V. Der Konsensdruck des Bundesrates auf Regierung und Mehrheit im Bund
Die Konfrontation „Bundesrat contra Bundestag“ ist in der Zeit von 1969 bis 1972, noch deutlicher aber in der Zeit von 1976 bis 1982 übermäßig dramatisiert worden Die dargestellten Mechanismen der westdeutschen Gesetzgebung in Verbindung mit den parteipolitischen Kräfteverhältnissen innerhalb des Bundesrates sind dafür verantwortlich, daß eine „Blockierung" der Bundesgesetzgebung der SPD/FDP-Bundestagsmehrheit durch den von CDU/CSU-regierten Ländern dominierten Bundesrat nicht stattfand. Als die SPD/FDP 1969 in Bonn Regierungsverantwortung übernahm, waren zwar 21 der 41 „vollwirksamen“ Stimmen (Berliner Stimmen also nicht mitgerechnet) CDU/CSU-geführt. Aber nur die bayerische CSU war uneingeschränkt Herrin ihrer eigenen Stimme; in allen anderen CDU-dominierten Bundesländern regier-ten Koalitionen mit Partnerparteien der Bundesregierung: In Niedersachsen bis 1970 und in Baden-Württemberg bis 1972 sogar CDU/SPD-Koalitionen; im Saarland bis 1970 und wieder ab 1977 bis 1985, in Niedersachsen nur 1977, in Rheinland-Pfalz und in Schleswig-Holstein bis 1971 CDU/FDP-Koalitionen. In den CDU/FDP-regierten Ländern gab es Koalitionsvereinbarungen, denen zufolge mögliche „Konfrontationen mit Bundestagsbeschlüssen" durch „partnerschaftliche" Abstimmung der Landeshaltung im Bundesrat vermieden werden sollten Schon deshalb suchte umgekehrt auch die SPD-dominierte Bundesregierung gleichsam indirekt — vermittelt durch die FDP — Kompromisse mit der in den Bundesländern dominierenden CDU. Im letzten Jahr der Großen Koalition im Bundestag, 1969, haben wir auch im Bundesrat noch jede nur denkbare Koalition: CDU/SPD, CDU/FDP und SPD/FDP. Ab 1969 ist klar, daß die Große Koalition auch auf der Länderebene kaum verlängert werden konnte: Noch 1969 geht die erste SPD/CDU-Koalition (in Niedersachsen) zu Ende, 1971 die zweite (in Baden-Württemberg); seit 1972 gibt es keine CDU/SPD-Landeskoalition mehr. Von 1976 an ist ersichtlich, wie das parteipolitisch profilierbare Potential von CDU und CSU im Bundesrat bis 1982 weiter anwächst. 1979 ist Schluß mit der SPD/FDP-Koalition in Nordrhein-Westfalen, 1981 mit der SPD/FDP-Koalition in Hessen. 1982 ist erstmals in keinem Bundesland eine SPD/FDP-Regierungskoalition mehr anzutreffen.

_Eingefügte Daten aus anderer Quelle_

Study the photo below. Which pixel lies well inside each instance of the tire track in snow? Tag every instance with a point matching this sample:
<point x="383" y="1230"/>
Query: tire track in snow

Die hier erfaßten Situationen unterschiedlicher Koalitionen und unterschiedlicher Parteidominanz in den Bundesländern ergeben noch immer nicht das volle Bild der prekären gegenseitigen Berücksichtigung der Parteien der Bundesrepublik. Wer dieses Bild bis ins Feinste durchzeichnen wollte, müßte zusätzlich darstellen, wie stark die jeweilige Dominanz war bzw. ist. Er müßte z. B. in Rechnung stellen, daß die Alleinregierung der CDU im Saarland von 1975 bis 1977 in einer „Pattsituation“ (CDU = Stimmen gegen SPD = 22 und FDP = 3 Stimmen) zu bewerkstelligen war und infolgedessen sowohl auf der „Tolerierung" durch die FDP als auch auf bundes-politischen „Vorleistungen" der Landes-CDU beruhte 25). Im Blick auf die 1986 bevorstehende Landtagswahl in Niedersachsen sei hinzugefügt: Im Landtag an der Leine errang die CDU 1982 zwar die absolute Mehrheit der Landtagsmandate; die Mehrheit war aber knapp (CDU = 87 gegen SPD = 63, FDP = 10 und Grüne = 11 Sitze). Daher schuldete die CDU der niedersächsischen FDP, mit welcher sie zwar kein Koalitionsbündnis einging, angesichts der nächsten Landtagswahl doch von Anfang an, also auch in der Schlußphase der sozial-liberalen Regierungskoalition in Bonn, Rücksichten, weil sie im Fälle einiger Stimmenverluste in der nächsten Wahl (1986) dringend auf die FDP als „Mehrheitsbeschaffer" angewiesen sein wird.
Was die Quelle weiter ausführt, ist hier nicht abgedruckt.